Guard your TIME fiercely. Its all you have (Chapter 2)
How often do you allow sudden bursts of emotions to kill your time and mental peace?
Raj Pushpak
8/5/20252 min read
What do you do when someone promises you something but later either denies or ignores you?
You feel cheated, right? In May 2025, a similar situation arose at our Kurla (east) centre. The centre in-charge promised a particular desk to one of our students Samay (name changed), whenever that seat becomes vacant. The seat eventually became vacant and remained vacant for a couple of days. Later in the week, the desk was allotted to a different student without asking Samay if he was still desirous of the same desk. When Samay discovered that the desk had been allotted to someone else, he felt disregarded and insulted. After all, not once but at least five to six times, he had requested that desk. This enraged him, and his emotions took charge, and possibly rightly so. After all, he also pays the same fee as any other, then why has his request been disregarded?
At the spur of the moment and rage, he went before the centre manager and confronted him. He said everything possible (under the influence of heightened emotions) to the centre manager, including delivering physical threats. Matter seemed deteriorated with no hope of reversal since no amount of explanation could soothe Samay for the bruises he received on his self-respect (at least he thought so).
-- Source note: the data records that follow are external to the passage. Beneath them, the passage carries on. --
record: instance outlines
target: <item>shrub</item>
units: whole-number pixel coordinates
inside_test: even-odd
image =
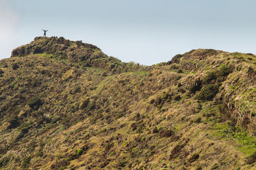
[[[174,96],[173,99],[174,99],[174,100],[175,100],[177,101],[179,101],[181,99],[181,97],[180,97],[180,96],[177,95],[177,96]]]
[[[180,69],[178,70],[177,73],[183,73],[183,71],[181,69]]]
[[[189,159],[189,162],[191,163],[193,162],[196,161],[199,158],[198,153],[194,153],[191,158]]]
[[[28,104],[30,106],[30,108],[33,108],[35,106],[42,105],[42,101],[41,99],[38,97],[33,97],[28,100]]]
[[[17,63],[14,63],[14,64],[12,65],[12,67],[13,69],[16,70],[16,69],[17,69],[19,67],[19,65],[18,65]]]
[[[195,123],[199,124],[201,123],[202,118],[201,117],[198,117],[195,120]]]
[[[80,156],[83,154],[83,152],[84,152],[84,151],[83,151],[83,150],[82,150],[82,149],[76,150],[76,156],[77,156],[77,157],[80,157]]]
[[[210,84],[204,87],[200,93],[196,96],[196,99],[203,101],[211,100],[219,91],[219,85]]]
[[[83,109],[86,108],[86,107],[87,107],[87,105],[88,105],[88,103],[89,103],[89,101],[89,101],[88,99],[85,99],[85,100],[83,100],[83,101],[81,101],[81,103],[80,103],[79,108],[80,108],[81,110],[83,110]]]
[[[221,64],[216,73],[216,76],[227,76],[229,73],[230,67],[225,64]]]
[[[168,138],[170,137],[173,134],[173,131],[171,129],[165,129],[161,131],[159,136],[161,138]]]
[[[212,72],[208,72],[206,76],[203,78],[202,83],[203,84],[208,84],[211,83],[212,80],[216,80],[214,73]]]

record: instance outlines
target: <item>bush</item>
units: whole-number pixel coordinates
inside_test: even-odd
[[[246,164],[252,164],[256,162],[256,152],[254,152],[252,155],[250,155],[248,159]]]
[[[33,97],[28,100],[28,104],[30,108],[39,106],[42,105],[42,101],[41,99],[39,99],[38,97]]]
[[[216,76],[214,73],[208,72],[205,76],[203,78],[202,83],[203,84],[208,84],[211,83],[212,80],[216,80]]]
[[[189,159],[189,162],[193,162],[196,161],[199,158],[199,154],[198,153],[194,153],[191,157]]]
[[[219,70],[216,73],[216,76],[227,76],[230,73],[230,67],[222,64],[220,66]]]
[[[17,63],[14,63],[14,64],[12,65],[12,69],[14,69],[14,70],[17,69],[19,67],[19,65],[18,65]]]
[[[200,124],[200,123],[201,123],[201,120],[202,120],[202,118],[198,117],[197,118],[196,118],[196,120],[195,120],[195,123]]]
[[[200,93],[196,96],[196,99],[209,101],[215,97],[219,92],[219,85],[210,84],[204,87]]]

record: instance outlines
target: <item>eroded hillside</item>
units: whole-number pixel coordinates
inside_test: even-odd
[[[199,49],[143,66],[36,38],[0,61],[0,167],[253,169],[255,66]]]

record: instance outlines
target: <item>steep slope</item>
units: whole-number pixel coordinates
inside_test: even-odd
[[[0,61],[0,167],[253,168],[255,64],[198,49],[146,67],[36,38]]]

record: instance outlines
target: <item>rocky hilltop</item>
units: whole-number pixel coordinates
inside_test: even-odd
[[[255,67],[211,49],[144,66],[36,38],[0,60],[0,169],[255,168]]]

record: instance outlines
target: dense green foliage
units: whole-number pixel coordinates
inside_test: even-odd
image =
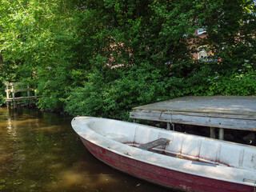
[[[40,108],[122,119],[184,95],[254,95],[255,30],[250,0],[2,0],[0,81],[35,83]],[[195,61],[195,43],[222,62]]]

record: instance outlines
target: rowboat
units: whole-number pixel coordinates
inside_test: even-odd
[[[76,117],[88,150],[121,171],[182,191],[256,191],[256,147],[145,125]]]

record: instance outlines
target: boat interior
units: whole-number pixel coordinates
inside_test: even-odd
[[[103,125],[103,126],[102,126]],[[256,147],[104,118],[87,122],[107,139],[179,158],[256,170]]]

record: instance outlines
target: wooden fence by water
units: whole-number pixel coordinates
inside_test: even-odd
[[[20,101],[31,101],[36,100],[40,98],[37,95],[37,90],[35,88],[31,88],[26,83],[23,82],[6,82],[6,104],[7,108],[10,107],[11,103],[14,104],[14,107],[16,108],[17,105]],[[16,93],[26,92],[26,96],[16,96]]]

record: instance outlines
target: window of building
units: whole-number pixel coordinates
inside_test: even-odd
[[[206,33],[206,29],[205,27],[201,27],[198,30],[198,35]]]
[[[206,47],[199,47],[198,48],[198,59],[205,60],[207,58],[207,51],[206,50]]]

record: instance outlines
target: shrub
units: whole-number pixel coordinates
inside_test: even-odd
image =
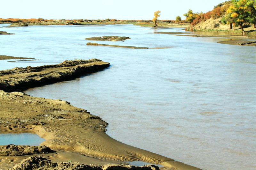
[[[43,18],[39,18],[38,19],[37,19],[37,21],[44,21],[44,19]]]

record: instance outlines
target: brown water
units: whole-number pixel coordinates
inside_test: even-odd
[[[110,63],[102,71],[29,89],[29,95],[68,101],[108,122],[110,136],[177,161],[204,169],[256,168],[255,47],[148,33],[156,31],[132,25],[8,31],[16,36],[1,36],[1,55],[41,60],[0,61],[3,69],[92,58]],[[85,45],[84,38],[104,35],[132,38],[104,43],[160,49]]]

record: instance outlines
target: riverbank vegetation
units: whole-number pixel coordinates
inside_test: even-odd
[[[190,23],[188,31],[256,34],[255,0],[227,1],[206,13],[193,13],[189,10],[184,15]]]
[[[133,24],[142,26],[153,27],[155,25],[153,20],[122,20],[115,19],[107,18],[105,19],[45,19],[39,18],[38,19],[20,19],[0,18],[0,23],[11,24],[11,26],[22,26],[24,24],[30,25],[97,25],[108,24]],[[174,20],[157,20],[158,27],[186,27],[188,23],[185,20],[179,22]]]

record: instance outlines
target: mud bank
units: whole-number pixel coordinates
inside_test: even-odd
[[[250,41],[245,40],[236,40],[228,41],[222,41],[217,42],[220,44],[224,44],[230,45],[256,46],[256,41]]]
[[[98,43],[92,43],[91,42],[87,42],[86,43],[86,45],[92,45],[92,46],[107,46],[108,47],[121,47],[121,48],[134,48],[136,49],[147,49],[149,48],[148,47],[136,47],[133,46],[119,46],[116,45],[110,45],[109,44],[98,44]]]
[[[66,61],[60,64],[0,71],[0,89],[6,92],[20,91],[74,79],[102,70],[109,63],[98,59]]]
[[[8,33],[6,31],[0,31],[0,35],[10,35],[11,34],[15,34],[12,33]]]
[[[13,57],[12,56],[8,56],[8,55],[0,55],[0,60],[12,60],[14,59],[35,59],[35,58],[30,57]]]
[[[131,38],[128,37],[118,37],[117,36],[103,36],[103,37],[95,37],[88,38],[84,39],[87,40],[95,41],[124,41]]]
[[[41,67],[14,68],[0,72],[0,87],[9,92],[20,90],[43,84],[73,78],[106,68],[109,64],[99,59],[92,59],[66,61],[58,64]],[[7,92],[0,90],[0,133],[36,134],[46,140],[41,145],[56,151],[56,153],[45,154],[51,160],[52,158],[63,162],[63,159],[67,160],[69,158],[72,161],[77,160],[79,162],[80,160],[85,161],[85,159],[90,160],[92,162],[90,164],[115,162],[123,163],[123,161],[138,161],[161,164],[168,169],[199,169],[111,138],[105,133],[107,123],[84,109],[71,105],[68,101],[30,96],[20,92]],[[11,147],[14,150],[17,149]],[[17,158],[18,156],[10,156],[0,157],[0,168],[13,166],[20,162],[23,159],[21,158],[27,158],[28,156],[19,157],[18,159]],[[73,166],[75,164],[69,164],[70,166],[66,163],[60,164],[62,165],[60,168],[71,169],[75,168]],[[39,164],[48,169],[48,167],[44,166],[43,163]],[[34,169],[38,168],[37,165],[33,165]],[[65,166],[62,166],[63,165]],[[104,169],[103,166],[101,167]],[[16,168],[26,169],[22,169],[23,167]],[[30,166],[28,168],[32,169]]]
[[[34,156],[24,159],[10,170],[16,169],[159,169],[158,166],[150,165],[142,166],[109,164],[88,165],[78,162],[52,162],[50,159],[40,156]]]

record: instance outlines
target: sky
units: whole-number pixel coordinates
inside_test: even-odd
[[[206,12],[226,0],[0,0],[0,18],[175,20],[189,9]]]

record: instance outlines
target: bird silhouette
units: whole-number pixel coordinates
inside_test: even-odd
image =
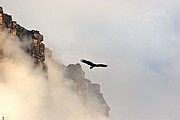
[[[90,65],[90,69],[94,68],[94,67],[107,67],[106,64],[95,64],[89,60],[85,60],[85,59],[81,59],[81,62]]]

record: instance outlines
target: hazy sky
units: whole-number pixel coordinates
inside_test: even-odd
[[[65,64],[109,65],[86,77],[101,85],[112,120],[180,119],[178,0],[1,0],[5,13],[37,29]]]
For the centre manager, expulsion seemed the only option, and possibly a report for the threat of physical harm, as such behaviour from students is totally unwarranted and disturbs the discipline.
The matter reached me, and I thoroughly checked the scenario. This mistake happened because of a lack of communication between the two centre managers. When the seat became vacant a few days back, the evening centre manager marked the desk as vacant, and it remained so for a couple of days without the first centre manager noticing. After a couple of days, the desk was allotted to another student by him only as the desk was marked vacant. Interestingly, in the interim (when the desk was vacant), the student who requested the desk was absent. But the mistake had already happened.
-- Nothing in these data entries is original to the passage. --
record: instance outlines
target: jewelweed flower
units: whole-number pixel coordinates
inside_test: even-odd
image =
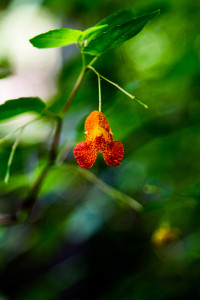
[[[74,148],[74,156],[80,167],[88,169],[93,166],[98,152],[108,166],[118,166],[124,156],[124,147],[113,141],[109,122],[102,112],[93,111],[85,121],[86,141]]]

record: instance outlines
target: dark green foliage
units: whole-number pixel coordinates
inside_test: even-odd
[[[29,112],[42,114],[45,107],[45,103],[39,98],[30,97],[8,100],[0,105],[0,121]]]

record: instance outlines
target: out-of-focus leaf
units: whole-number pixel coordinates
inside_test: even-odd
[[[3,59],[0,61],[0,79],[5,78],[12,74],[11,66],[8,60]]]
[[[28,112],[42,114],[45,108],[46,104],[37,97],[8,100],[0,105],[0,121]]]
[[[84,53],[89,53],[91,55],[100,55],[101,53],[129,40],[136,34],[138,34],[143,27],[151,20],[153,17],[159,14],[159,10],[146,14],[139,18],[134,18],[126,23],[123,23],[122,15],[117,15],[116,18],[110,17],[110,22],[112,20],[115,24],[109,25],[104,32],[92,39],[88,45],[83,49]],[[119,17],[119,23],[117,24],[117,18]],[[108,18],[109,20],[109,18]],[[105,20],[106,21],[106,20]],[[105,21],[102,21],[103,23]],[[101,25],[101,22],[100,22]]]
[[[125,204],[130,206],[131,208],[135,209],[138,212],[141,212],[143,210],[143,206],[137,202],[132,197],[116,190],[112,186],[108,185],[101,179],[99,179],[97,176],[95,176],[92,172],[89,170],[81,169],[80,167],[75,167],[72,165],[67,166],[72,171],[76,171],[80,173],[82,176],[84,176],[87,180],[94,183],[96,186],[98,186],[102,191],[104,191],[106,194],[108,194],[113,199],[117,200],[117,202],[121,205]]]
[[[109,25],[111,27],[123,24],[125,22],[128,22],[134,18],[135,14],[131,9],[121,9],[117,11],[116,13],[108,16],[107,18],[101,20],[99,23],[97,23],[95,26],[100,25]]]
[[[30,43],[37,48],[54,48],[78,43],[82,32],[70,28],[60,28],[36,35]]]

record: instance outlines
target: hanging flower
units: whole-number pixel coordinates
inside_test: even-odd
[[[113,141],[109,122],[102,112],[93,111],[85,121],[86,141],[74,148],[74,156],[80,167],[88,169],[93,166],[98,152],[108,166],[118,166],[124,155],[124,147]]]

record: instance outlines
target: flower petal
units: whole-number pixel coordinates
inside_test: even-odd
[[[74,156],[81,168],[91,168],[97,158],[97,151],[91,143],[80,142],[74,148]]]
[[[107,118],[100,111],[94,110],[85,120],[85,131],[90,134],[95,127],[101,127],[110,132],[110,125]]]
[[[117,167],[124,156],[124,146],[118,141],[113,141],[103,153],[103,158],[108,166]]]

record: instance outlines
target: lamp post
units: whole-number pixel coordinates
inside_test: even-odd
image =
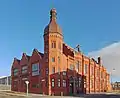
[[[113,71],[115,71],[115,68],[113,68],[112,71],[111,71],[111,84],[112,84],[112,75],[113,75]]]
[[[112,90],[113,90],[113,83],[112,83],[112,75],[113,75],[113,71],[115,71],[115,68],[113,68],[112,71],[111,71],[111,86],[112,86]]]
[[[25,81],[26,85],[27,85],[27,96],[28,96],[28,84],[29,84],[29,81]]]

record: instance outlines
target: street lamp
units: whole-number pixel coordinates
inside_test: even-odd
[[[112,84],[112,75],[113,75],[113,71],[115,71],[115,68],[113,68],[112,71],[111,71],[111,84]]]
[[[28,96],[28,84],[29,84],[29,81],[25,81],[26,85],[27,85],[27,96]]]
[[[113,83],[112,83],[112,74],[113,74],[113,71],[115,71],[115,68],[113,68],[112,71],[111,71],[111,86],[112,86],[112,90],[113,90]]]

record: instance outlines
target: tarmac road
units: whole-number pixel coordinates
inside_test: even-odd
[[[23,94],[14,94],[0,92],[0,98],[120,98],[120,94],[88,94],[84,97],[69,97],[69,96],[42,96],[30,94],[28,97]]]

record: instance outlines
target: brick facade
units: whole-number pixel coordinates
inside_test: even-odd
[[[37,49],[31,56],[23,53],[11,68],[12,90],[47,95],[106,92],[109,74],[98,61],[66,45],[56,22],[56,10],[50,11],[50,22],[44,30],[44,53]]]

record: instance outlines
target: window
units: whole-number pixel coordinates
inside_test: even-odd
[[[79,87],[81,87],[81,77],[79,77]]]
[[[52,48],[56,48],[56,41],[52,41]]]
[[[60,87],[60,79],[58,79],[58,87]]]
[[[58,56],[58,64],[60,63],[60,57]]]
[[[101,78],[103,78],[103,72],[101,72]]]
[[[58,74],[60,74],[60,68],[58,68]]]
[[[58,49],[61,50],[61,43],[60,43],[60,42],[59,42],[59,44],[58,44]]]
[[[74,70],[74,65],[70,64],[70,70]]]
[[[48,75],[48,68],[46,68],[46,74]]]
[[[55,57],[52,57],[52,62],[55,62]]]
[[[28,66],[23,66],[22,67],[22,74],[24,74],[24,73],[27,73],[27,70],[28,70]]]
[[[85,64],[85,66],[84,66],[84,73],[85,73],[85,74],[87,74],[87,69],[88,69],[88,65]]]
[[[55,67],[52,67],[52,74],[55,73]]]
[[[63,71],[63,75],[66,76],[66,71]]]
[[[39,63],[32,64],[32,76],[39,75]]]
[[[93,67],[91,66],[91,75],[93,75],[93,72],[94,72],[94,70],[93,70]]]
[[[32,85],[32,88],[39,88],[39,87],[40,87],[39,84],[33,84],[33,85]]]
[[[93,79],[90,80],[90,86],[91,86],[91,88],[93,88]]]
[[[14,75],[14,76],[17,76],[17,75],[18,75],[18,69],[17,69],[17,68],[13,70],[13,75]]]
[[[77,61],[76,69],[77,69],[77,71],[79,72],[79,61]]]
[[[52,87],[55,86],[55,79],[52,79]]]
[[[66,87],[66,80],[63,80],[63,87]]]
[[[99,77],[99,69],[97,69],[97,76]]]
You may be wondering what else could have happened. It was possibly the only way things could have been as both were hurt and needed justice (in their senses). Here is the lesson for you. A great deal of problems can be avoided and time can be saved if we understand the concept of "Objective-based communication" when the need arises. This communication methodology can be easily learned and practised with a little effort.
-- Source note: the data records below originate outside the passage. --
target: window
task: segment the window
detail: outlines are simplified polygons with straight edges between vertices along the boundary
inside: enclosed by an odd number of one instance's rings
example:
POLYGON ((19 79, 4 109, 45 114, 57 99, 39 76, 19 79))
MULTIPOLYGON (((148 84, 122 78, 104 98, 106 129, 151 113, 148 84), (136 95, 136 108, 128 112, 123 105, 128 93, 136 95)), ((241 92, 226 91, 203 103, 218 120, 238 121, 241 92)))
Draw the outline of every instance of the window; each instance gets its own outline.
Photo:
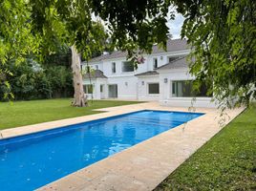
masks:
POLYGON ((149 95, 159 95, 160 94, 160 84, 159 83, 148 84, 148 94, 149 95))
POLYGON ((158 68, 158 58, 153 58, 153 69, 156 70, 158 68))
POLYGON ((176 60, 178 58, 179 58, 179 56, 171 56, 171 57, 168 57, 168 61, 170 63, 170 62, 172 62, 172 61, 174 61, 174 60, 176 60))
POLYGON ((191 97, 191 96, 207 96, 207 87, 203 84, 198 92, 193 91, 192 80, 173 81, 172 83, 172 96, 177 97, 191 97))
POLYGON ((85 94, 93 94, 94 92, 94 86, 89 84, 89 85, 83 85, 83 91, 85 94))
POLYGON ((134 63, 131 61, 126 61, 122 63, 122 72, 134 72, 134 63))
POLYGON ((112 73, 115 74, 116 73, 116 62, 112 62, 111 69, 112 69, 112 73))

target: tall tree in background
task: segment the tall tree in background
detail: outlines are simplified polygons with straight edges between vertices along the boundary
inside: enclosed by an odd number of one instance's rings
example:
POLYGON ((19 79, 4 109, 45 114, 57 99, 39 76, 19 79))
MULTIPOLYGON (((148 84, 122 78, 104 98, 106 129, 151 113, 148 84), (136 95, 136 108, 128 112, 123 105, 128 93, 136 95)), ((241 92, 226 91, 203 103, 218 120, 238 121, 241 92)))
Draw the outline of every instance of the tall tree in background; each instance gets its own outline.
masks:
POLYGON ((256 1, 175 1, 185 17, 181 35, 192 46, 190 73, 222 109, 256 98, 256 1))
MULTIPOLYGON (((166 22, 167 18, 174 19, 170 7, 175 6, 185 17, 181 34, 188 39, 191 56, 196 58, 190 65, 190 72, 196 76, 198 86, 203 81, 213 83, 210 94, 214 94, 224 108, 248 105, 256 97, 256 2, 253 0, 143 0, 136 3, 134 0, 6 0, 5 6, 15 2, 20 6, 26 4, 29 11, 26 17, 30 17, 33 36, 42 39, 36 44, 51 52, 54 39, 61 39, 75 46, 78 53, 83 52, 87 60, 92 56, 92 50, 103 47, 104 32, 98 30, 99 25, 93 21, 92 15, 105 22, 113 45, 127 51, 129 57, 137 60, 138 50, 151 53, 155 43, 165 48, 166 22)), ((20 12, 17 15, 3 13, 11 25, 20 27, 14 19, 23 19, 20 12)), ((30 29, 30 26, 25 32, 21 29, 18 35, 27 32, 31 36, 30 29)), ((0 31, 3 35, 3 27, 0 31)), ((11 35, 15 33, 13 30, 8 32, 11 35)), ((12 38, 4 37, 16 46, 12 38)))

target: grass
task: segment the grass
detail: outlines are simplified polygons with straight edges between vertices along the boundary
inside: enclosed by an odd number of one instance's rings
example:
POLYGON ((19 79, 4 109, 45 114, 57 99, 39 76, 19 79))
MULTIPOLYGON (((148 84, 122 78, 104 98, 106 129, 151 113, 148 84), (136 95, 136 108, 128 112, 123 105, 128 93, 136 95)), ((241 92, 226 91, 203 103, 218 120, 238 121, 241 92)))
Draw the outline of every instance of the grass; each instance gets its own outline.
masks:
POLYGON ((0 103, 0 130, 52 120, 97 114, 94 109, 139 103, 136 101, 94 100, 89 107, 71 106, 71 98, 0 103))
POLYGON ((256 105, 176 169, 155 191, 256 190, 256 105))

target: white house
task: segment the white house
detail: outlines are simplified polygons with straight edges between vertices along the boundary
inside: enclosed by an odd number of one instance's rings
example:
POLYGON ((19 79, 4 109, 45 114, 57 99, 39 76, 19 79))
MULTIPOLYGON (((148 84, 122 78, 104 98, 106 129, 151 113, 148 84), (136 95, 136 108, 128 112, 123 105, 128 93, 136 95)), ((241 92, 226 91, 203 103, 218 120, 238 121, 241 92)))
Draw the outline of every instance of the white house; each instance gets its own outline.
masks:
MULTIPOLYGON (((167 52, 154 46, 138 69, 123 52, 95 57, 89 62, 95 72, 83 76, 85 93, 95 99, 159 100, 160 105, 191 106, 194 95, 190 82, 194 77, 188 74, 185 58, 189 52, 186 40, 169 40, 167 52)), ((215 107, 205 92, 203 87, 194 106, 215 107)))

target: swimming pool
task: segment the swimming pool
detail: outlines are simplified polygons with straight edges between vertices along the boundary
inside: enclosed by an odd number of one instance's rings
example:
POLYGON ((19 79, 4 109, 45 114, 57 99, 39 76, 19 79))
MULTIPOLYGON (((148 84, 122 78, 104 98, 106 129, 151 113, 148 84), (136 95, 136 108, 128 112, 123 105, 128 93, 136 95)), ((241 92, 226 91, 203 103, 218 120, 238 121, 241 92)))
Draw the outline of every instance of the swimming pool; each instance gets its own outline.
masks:
POLYGON ((0 140, 0 190, 33 190, 203 114, 139 111, 0 140))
Be reflective, not impulsive. A reflective person analyses the objectives of his/her communication, especially when it is thought to be a difficult one. This methodology aims at meeting one's objectives rather than winning an argument that leads nowhere. Start with giving the benefit of the doubt (possibly undue too). Try understanding what could have gone wrong and the ways you objectives can be met (like asking the centre manager politely in the case above to request the other person to shift somewhere else- and who knows, he might have said "yes" to it). Discuss ways in which things will not be repeated from hereon. You can have any emotional outbursts (righteous or otherwise), but never let the situation go out of control, which could translate into loss of your life's most important resource - your TIME. You can fight your battles later or even choose to lose such battles (strategic decisions) since you are aiming for the WAR, which you cannot afford to lose, but will most certainly lose if you let your time, mental peace and energy slip from winning small and mostly worthless battles.